I grew up in the Seventies with parents who embraced a Fifties-ish ethos. I don't know how, but Mom and Dad missed the Sixties. The dirty funky realness of humanity was anathema in my family. We didn't sit; we perched. The house was vacuumed and bug-sprayed and Endusted enough to foil the efforts of a crack forensic investigator.
So I turned to thought crime.
It started with brackish daydreams fueled by my mother's Pocket Book copy of The Sensuous Woman and my dad's cherry issues of Penthouse purchased "for the articles".
It's no mystery that I prefer reading erotica to watching porn.
I committed nightly thought crimes, accompanied by explicit Kathleen Woodiwiss novels where pirates overcame serving girls, peppered with a little Sidney Sheldon, chased with Judith Krantz's Scruples.

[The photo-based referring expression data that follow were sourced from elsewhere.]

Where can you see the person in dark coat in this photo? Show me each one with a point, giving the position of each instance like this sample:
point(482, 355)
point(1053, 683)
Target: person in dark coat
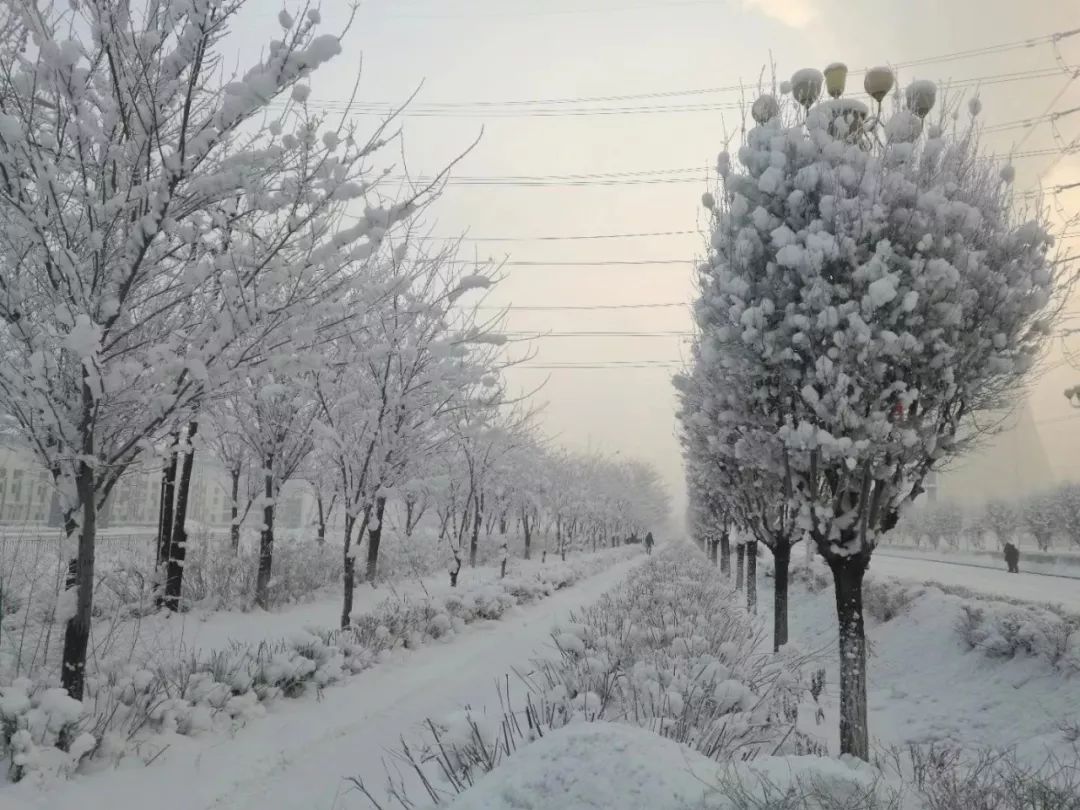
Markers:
point(1012, 557)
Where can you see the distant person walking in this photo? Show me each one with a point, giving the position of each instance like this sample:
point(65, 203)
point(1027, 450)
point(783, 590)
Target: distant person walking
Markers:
point(1012, 557)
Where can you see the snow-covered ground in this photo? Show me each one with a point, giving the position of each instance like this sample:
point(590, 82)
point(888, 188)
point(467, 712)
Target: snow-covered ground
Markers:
point(925, 685)
point(301, 753)
point(603, 765)
point(1025, 585)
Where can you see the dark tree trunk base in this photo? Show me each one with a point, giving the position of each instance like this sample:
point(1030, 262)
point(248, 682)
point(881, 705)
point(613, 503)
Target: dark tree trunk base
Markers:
point(848, 575)
point(782, 562)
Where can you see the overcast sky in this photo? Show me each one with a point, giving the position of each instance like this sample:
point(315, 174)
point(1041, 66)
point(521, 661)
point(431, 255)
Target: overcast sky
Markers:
point(473, 53)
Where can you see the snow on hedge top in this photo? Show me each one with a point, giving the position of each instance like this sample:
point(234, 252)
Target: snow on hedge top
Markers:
point(602, 765)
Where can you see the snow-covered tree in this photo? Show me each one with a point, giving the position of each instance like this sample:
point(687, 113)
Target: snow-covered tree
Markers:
point(156, 238)
point(871, 291)
point(1067, 512)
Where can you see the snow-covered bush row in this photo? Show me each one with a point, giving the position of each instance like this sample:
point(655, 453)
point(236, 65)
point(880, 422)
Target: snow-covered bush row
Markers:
point(43, 731)
point(603, 765)
point(671, 649)
point(1049, 518)
point(999, 626)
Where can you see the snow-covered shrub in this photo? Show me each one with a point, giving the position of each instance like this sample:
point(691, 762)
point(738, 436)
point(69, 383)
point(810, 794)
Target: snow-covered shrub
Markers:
point(886, 598)
point(125, 703)
point(1004, 631)
point(40, 730)
point(673, 650)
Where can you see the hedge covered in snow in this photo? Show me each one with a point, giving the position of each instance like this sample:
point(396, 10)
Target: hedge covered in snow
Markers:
point(671, 650)
point(44, 732)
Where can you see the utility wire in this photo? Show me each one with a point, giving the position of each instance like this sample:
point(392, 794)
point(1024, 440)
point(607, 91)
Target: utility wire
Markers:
point(430, 110)
point(739, 86)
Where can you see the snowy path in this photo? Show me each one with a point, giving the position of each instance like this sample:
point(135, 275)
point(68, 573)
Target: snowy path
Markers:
point(299, 755)
point(1026, 586)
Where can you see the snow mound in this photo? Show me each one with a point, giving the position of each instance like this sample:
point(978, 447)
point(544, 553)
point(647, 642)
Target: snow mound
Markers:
point(603, 765)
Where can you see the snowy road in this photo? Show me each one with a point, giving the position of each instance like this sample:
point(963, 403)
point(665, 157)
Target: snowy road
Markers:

Oh, how I wanted to be overcome.
In my family of origin, turning down corners in a book was forbidden. I was tutored in proper page turning. My literary wank collection was dog-eared at all the good parts.
It's no mystery that I love to write in the margins.
There is much I have not written, do not write, for fear:
*I am not a good girl. I just play one in public.
*I don't want to hurt anyone. Although if brainwaves were audible, I'd be on Death Row.
*I feel bad that others might feel bad. (See above: Fifties-era parents)
But Anne Lamott reminds me, "You own everything that happened to you. Tell your stories. If people wanted you to write warmly about them, they should've behaved better."
Held inside, the moldy dark tangles my steps and heavies my heart.